Some common products include the Philadelphia® collar, Miami J® collar, and Aspen® collar.
Rigid collar can cause complications and morbidity when used to immobilize a patient. Some of those complications are discomfort, increased intracranial pressure, impaired ventilation, masking of neck/occipital injuries, pressure areas, risk of aspiration, and worsening of spinal cord injury (e.g., in ankylosing spondylitis)
Semi-Rigid Cervical Collars
This type is made from soft semi-rigid foam (mid-density polyurethane foam) and restricts cervical motion control but does not reduce mobility. It is used in conditions such as whiplash, acute neck injuries, neck extension injuries, cervical spondylosis, arthritis in the neck, and rheumatoid arthritis.
Main Uses of Cervical Collar
- After acute injury, to prevent cervical spine fracture or spinal cord injury
- In chronic conditions such as arthritis or cervical metastasis.
- In non-acute injuries like strained cervical injuries.
Procedure on the Use of Cervical Collar
- Make sure you align the head of the patient to a neutral anatomical position to increase comfort
- Measure the distance between the base of the chin and the suprasternal notch.
- You can select the proper size collar by comparing the neck measurement of the patient with the width of the cervical chin support
- Slide the collar under the neck of the patient from left to right till you see the Velcro strap.
Instructions/Precautions on the Use of Cervical Collar
- Must be worn with tight-fitting to limit movement
- Wash and change the liners
- Each type of collar has specifics on how to wear
- Patient should avoid strenuous activities like lifting of weight, exercise
- The patient should lie on a bed that is not too soft but has firm support
- Driving or operating heavy equipment is not allowed
- Access the area of the skin under and around the collar frequently for redness, irritation, swelling, and make sure the skin integrity is maintained.
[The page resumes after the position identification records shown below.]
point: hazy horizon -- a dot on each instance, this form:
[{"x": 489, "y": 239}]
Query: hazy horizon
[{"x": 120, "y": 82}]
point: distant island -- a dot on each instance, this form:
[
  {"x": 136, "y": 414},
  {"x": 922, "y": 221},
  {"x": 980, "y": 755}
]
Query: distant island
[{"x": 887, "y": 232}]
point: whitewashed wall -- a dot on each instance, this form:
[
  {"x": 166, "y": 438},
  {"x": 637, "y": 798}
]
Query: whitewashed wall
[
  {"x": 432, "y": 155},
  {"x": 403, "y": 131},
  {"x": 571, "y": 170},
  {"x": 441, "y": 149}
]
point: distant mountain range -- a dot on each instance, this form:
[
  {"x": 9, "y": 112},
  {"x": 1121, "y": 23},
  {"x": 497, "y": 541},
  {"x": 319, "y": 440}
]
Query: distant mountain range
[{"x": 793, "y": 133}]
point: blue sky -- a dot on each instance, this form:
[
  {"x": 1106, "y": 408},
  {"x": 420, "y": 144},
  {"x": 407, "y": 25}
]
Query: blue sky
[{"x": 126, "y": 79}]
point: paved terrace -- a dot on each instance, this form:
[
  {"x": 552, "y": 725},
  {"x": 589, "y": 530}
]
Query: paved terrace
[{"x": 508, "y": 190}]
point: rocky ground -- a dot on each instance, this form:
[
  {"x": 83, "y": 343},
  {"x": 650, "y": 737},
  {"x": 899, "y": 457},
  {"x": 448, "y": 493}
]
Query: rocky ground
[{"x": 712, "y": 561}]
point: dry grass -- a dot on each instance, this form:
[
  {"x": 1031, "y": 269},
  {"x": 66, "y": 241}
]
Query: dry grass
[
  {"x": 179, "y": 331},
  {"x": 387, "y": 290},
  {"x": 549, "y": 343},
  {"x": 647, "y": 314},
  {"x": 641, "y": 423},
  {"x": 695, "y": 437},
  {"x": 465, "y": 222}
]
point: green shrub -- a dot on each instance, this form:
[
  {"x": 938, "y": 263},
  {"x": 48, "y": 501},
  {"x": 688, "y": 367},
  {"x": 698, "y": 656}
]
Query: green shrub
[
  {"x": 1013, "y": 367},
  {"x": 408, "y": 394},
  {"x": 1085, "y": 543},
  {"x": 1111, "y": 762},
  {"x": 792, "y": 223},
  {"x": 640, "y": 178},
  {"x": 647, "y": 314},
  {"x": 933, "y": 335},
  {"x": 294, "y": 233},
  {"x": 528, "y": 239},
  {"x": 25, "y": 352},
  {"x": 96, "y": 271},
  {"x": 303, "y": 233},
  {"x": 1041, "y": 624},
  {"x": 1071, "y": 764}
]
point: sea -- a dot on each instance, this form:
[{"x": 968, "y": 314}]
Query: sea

- The cervical collar should not be too tight to avoid interfering with breathing.
- While removing the collar, another person should help. Also, wash the face and neck daily.
Complications of Cervical Collar
- It may cause limitation in coughing, swallowing, breathing, vomiting and potentially aspiration
- May increase cranial pressure
- Improper cervical immobilization can cause additional spinal cord injuries during hospitalization
- May increase exposure to transmission of blood-borne diseases.
- May result in skin damage especially occiput, shoulders, chin and mandible, ears, sternum, laryngeal prominence, and macerated neck skin, and the risk of pressure ulcers.
- Delays intubation or difficulty weaning from the ventilator
- May lead to marginal mandibular nerve palsy (cranial nerve VII), and long-term sensory compromise.
- Lack of mobility may increase the risks of deep vein thrombosis, pneumonia, ileus. It can also cause the breakdown of sacral pressure points, heel, and elbow.
- Can cause anxiety and discomfort.
- Severe neck injuries like cervical vertebral fractures
- In cases of massive soft tissue swelling in the neck.